From: johnnyb@wolfram.com
To: htdig3-bugs@htdig.org
Subject: Endless loop in "htdig"
Full_Name: Jonathan Bartlett
Version: 3.2b2
OS: RH Linux 6.1 (Kern 2.2.14)
Submission from: brickwall.wolfram.com (140.177.203.26)
While indexing one of our sites
(http://mathworld.wolfram.com) htdig hangs on
random
pages.
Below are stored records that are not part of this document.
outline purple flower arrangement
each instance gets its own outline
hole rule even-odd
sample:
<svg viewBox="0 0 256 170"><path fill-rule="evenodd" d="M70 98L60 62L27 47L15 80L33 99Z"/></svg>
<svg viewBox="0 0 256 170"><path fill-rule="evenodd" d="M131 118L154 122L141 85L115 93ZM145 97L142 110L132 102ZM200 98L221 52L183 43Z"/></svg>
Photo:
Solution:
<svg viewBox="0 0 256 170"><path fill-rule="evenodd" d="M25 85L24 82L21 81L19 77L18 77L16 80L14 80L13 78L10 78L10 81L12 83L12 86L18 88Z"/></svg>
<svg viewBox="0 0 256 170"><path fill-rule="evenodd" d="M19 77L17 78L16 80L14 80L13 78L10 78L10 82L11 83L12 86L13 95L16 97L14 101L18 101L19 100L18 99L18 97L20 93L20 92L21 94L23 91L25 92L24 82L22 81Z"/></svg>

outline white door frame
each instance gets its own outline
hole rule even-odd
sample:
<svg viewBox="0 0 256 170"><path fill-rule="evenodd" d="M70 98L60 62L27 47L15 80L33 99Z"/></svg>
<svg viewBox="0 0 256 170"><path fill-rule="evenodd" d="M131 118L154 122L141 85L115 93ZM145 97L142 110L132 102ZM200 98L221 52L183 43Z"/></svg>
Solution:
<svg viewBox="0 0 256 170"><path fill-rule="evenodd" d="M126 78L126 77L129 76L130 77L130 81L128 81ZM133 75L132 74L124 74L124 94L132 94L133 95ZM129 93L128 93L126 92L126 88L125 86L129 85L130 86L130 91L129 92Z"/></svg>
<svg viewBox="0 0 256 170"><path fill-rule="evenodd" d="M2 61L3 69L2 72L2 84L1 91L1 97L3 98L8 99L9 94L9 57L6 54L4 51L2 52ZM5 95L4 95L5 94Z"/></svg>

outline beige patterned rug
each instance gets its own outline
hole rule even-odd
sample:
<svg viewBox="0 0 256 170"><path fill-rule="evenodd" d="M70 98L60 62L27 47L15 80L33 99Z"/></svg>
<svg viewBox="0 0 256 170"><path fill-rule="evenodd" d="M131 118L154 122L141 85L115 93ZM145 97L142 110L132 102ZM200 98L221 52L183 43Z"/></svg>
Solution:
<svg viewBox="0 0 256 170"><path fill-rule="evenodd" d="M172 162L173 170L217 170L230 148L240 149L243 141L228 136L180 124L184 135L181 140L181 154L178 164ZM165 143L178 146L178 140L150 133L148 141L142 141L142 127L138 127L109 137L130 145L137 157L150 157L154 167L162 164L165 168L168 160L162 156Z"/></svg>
This is probably due to Apache processes
randomly dying in the middle of
requests.
strace output shows a continual
select
read
select
read
where select will return 1 and read will return 0.
This will happen
indefinitely.
gdb usually ends up somewhere in Read_Partial
./htdig -vvvvv looks like
173:10010:74:http://mathworld.wolfram.com/ScrewTheorem.html:
Making HTTP
reques\t on
http://mathworld.wolfram.com/ScrewTheorem.html
Try to get through to host mathworld.wolfram.com (port
80) via HTTP
10 - Connection already open. No need to re-open.
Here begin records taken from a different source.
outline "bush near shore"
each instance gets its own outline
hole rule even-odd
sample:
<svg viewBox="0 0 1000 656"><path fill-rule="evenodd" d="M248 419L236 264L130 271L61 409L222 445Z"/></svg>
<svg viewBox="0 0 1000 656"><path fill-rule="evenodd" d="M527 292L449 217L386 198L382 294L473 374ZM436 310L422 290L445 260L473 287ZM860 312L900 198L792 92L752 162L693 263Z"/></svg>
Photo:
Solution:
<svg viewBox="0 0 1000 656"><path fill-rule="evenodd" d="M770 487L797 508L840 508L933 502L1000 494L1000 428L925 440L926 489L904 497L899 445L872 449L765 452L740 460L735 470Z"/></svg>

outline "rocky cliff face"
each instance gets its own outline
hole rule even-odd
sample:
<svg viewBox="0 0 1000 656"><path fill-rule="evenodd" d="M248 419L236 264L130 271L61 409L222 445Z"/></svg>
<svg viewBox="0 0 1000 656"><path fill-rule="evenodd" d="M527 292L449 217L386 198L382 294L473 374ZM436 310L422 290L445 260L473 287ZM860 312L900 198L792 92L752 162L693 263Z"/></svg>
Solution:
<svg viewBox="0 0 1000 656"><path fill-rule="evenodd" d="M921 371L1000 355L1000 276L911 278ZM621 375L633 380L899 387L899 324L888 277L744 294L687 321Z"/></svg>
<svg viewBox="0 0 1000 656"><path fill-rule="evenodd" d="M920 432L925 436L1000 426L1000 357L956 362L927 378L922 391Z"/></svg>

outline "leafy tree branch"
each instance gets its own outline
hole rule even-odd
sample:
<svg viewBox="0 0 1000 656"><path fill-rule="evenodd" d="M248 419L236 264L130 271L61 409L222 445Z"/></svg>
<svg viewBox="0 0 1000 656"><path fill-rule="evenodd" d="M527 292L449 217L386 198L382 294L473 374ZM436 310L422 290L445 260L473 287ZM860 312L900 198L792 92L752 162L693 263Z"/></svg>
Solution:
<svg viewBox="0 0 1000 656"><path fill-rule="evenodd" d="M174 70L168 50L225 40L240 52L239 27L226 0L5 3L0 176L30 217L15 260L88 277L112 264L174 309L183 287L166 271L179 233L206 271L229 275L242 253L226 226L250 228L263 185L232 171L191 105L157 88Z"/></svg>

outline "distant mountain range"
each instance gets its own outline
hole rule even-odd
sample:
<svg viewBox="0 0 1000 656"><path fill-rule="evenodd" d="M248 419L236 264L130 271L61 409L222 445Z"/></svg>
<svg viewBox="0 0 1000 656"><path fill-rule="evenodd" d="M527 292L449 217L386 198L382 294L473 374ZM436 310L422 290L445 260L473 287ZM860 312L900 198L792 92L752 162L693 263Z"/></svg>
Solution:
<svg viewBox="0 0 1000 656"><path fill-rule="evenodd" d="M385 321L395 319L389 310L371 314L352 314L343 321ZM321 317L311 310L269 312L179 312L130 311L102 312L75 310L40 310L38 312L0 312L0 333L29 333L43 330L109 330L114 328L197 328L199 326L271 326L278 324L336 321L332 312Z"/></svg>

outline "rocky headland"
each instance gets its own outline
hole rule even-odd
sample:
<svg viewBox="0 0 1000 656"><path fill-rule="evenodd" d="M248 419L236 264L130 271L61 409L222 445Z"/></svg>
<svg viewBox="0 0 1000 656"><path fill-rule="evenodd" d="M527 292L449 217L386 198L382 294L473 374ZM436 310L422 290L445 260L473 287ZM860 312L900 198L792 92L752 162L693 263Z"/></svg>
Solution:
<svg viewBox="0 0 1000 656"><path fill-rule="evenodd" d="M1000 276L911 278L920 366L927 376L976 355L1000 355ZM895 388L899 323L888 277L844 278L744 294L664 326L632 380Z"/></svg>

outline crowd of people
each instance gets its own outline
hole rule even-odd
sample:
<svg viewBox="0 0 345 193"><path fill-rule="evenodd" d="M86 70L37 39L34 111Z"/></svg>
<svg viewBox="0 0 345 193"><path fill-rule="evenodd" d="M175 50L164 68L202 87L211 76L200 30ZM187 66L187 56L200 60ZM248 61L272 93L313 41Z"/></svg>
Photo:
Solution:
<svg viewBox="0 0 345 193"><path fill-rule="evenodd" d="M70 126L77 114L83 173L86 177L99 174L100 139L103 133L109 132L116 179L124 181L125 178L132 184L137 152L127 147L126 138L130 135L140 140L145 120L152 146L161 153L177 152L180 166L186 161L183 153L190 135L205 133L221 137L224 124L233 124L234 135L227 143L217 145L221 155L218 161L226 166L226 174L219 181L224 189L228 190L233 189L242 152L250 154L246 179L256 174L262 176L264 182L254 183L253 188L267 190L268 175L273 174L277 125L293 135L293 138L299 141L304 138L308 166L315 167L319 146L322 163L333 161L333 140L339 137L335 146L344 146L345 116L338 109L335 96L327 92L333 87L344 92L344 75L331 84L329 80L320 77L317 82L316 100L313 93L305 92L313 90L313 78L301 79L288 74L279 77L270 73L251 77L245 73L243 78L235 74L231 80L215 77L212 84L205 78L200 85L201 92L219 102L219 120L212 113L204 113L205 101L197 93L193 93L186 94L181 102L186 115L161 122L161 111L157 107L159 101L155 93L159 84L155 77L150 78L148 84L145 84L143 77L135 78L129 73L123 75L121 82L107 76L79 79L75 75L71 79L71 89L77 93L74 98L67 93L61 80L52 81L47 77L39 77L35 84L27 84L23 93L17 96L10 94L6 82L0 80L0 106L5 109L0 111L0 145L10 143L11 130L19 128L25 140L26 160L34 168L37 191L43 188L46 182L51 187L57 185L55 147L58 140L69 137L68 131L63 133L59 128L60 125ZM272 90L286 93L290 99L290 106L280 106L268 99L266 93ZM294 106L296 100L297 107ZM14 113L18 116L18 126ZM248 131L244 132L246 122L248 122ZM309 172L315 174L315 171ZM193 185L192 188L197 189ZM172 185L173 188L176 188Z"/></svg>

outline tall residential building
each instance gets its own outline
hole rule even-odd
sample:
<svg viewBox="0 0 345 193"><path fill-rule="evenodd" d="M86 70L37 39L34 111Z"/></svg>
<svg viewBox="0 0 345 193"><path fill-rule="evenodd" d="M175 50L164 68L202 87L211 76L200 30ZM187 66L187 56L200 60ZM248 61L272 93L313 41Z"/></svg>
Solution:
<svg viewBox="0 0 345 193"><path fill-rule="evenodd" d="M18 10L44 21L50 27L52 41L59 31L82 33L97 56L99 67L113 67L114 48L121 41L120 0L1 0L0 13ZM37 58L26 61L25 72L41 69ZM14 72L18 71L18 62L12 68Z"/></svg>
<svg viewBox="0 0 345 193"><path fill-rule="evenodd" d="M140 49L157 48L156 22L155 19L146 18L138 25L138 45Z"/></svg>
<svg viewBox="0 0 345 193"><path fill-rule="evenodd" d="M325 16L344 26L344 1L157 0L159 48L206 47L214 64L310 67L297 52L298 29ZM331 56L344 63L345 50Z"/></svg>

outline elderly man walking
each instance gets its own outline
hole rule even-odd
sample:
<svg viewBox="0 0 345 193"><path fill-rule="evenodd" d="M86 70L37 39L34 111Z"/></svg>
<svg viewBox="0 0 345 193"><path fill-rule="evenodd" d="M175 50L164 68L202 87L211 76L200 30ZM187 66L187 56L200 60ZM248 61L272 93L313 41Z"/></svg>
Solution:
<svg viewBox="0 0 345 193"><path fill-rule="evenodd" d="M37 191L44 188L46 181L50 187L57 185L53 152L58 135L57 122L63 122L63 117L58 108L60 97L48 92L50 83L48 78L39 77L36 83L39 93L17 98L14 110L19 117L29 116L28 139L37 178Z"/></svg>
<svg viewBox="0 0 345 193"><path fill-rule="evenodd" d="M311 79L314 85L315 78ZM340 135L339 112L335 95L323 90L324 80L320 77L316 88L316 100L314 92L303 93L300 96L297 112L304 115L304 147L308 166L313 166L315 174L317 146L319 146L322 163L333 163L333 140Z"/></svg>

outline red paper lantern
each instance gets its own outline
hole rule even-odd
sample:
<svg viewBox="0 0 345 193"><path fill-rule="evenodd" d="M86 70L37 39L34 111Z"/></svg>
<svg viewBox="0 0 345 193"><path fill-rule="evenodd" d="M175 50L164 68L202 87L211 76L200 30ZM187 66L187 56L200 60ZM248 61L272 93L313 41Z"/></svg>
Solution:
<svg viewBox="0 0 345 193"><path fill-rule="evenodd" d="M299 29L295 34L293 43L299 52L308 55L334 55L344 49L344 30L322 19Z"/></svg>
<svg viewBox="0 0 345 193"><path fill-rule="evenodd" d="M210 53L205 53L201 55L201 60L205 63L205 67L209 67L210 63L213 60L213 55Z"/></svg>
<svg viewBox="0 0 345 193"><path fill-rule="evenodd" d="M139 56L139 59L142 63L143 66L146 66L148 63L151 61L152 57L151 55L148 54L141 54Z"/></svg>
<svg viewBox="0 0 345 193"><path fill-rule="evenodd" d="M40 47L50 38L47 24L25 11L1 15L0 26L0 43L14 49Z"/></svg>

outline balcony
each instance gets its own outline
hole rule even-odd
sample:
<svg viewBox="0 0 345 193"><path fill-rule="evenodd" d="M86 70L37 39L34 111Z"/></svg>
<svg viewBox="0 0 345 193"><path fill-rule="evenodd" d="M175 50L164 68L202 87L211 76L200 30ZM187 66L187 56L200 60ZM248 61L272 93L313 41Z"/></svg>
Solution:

Header line: HTTP/1.1 200 OK
Header line: Date: Wed, 12 Apr 2000 18:24:53 GMT
Header line: Server: Apache/1.3.11 (Unix)
Header line: Transfer-Encoding: chunked
Header line: Content-Type: text/html
No modification time returned: assuming now
Retrieving document /ScrewTheorem.html on host:
mathworld.wolfram.com:80
Http version : HTTP/1.1
Server : HTTP/1.1
Status Code : 200
Reason : OK
Access Time : Wed, 12 Apr 2000 18:24:53 GMT
Modification Time : Wed, 12 Apr 2000 18:24:50 GMT
Content-type : text/html
Transfer-encoding : chunked
Persistent connection: would be accepted
Reading the body of the response
Initial chunk-size: 3648
Chunk-size: 670
Chunk-size: 670
Chunk-size: 670
Chunk-size: 670
Chunk-size: 670
Chunk-size: 670
Chunk-size: 670
Chunk-size: 670
Chunk-size: 670
Chunk-size: 670
Chunk-size: 670
and the Chunk-size messages will continue
indefinitely. Feel free to contact
me. I have tried to look through the source myself,
but I couldn't find any
problems.
Thanks for your time and a great program.
Logged In: YES
user_id=21420
This case (select returns 1, read returns 0) will still
create an infinite loop--this needs to be addressed somehow,
even if this case is unlikely to occur based on other fixes
in the connection code.
A zero result from 0 indicates the EOF, so shouldn't the
loop end on a 0 return from read?
Logged In: YES
user_id=21420
AFAIK, this is fixed in current code.
-Geoff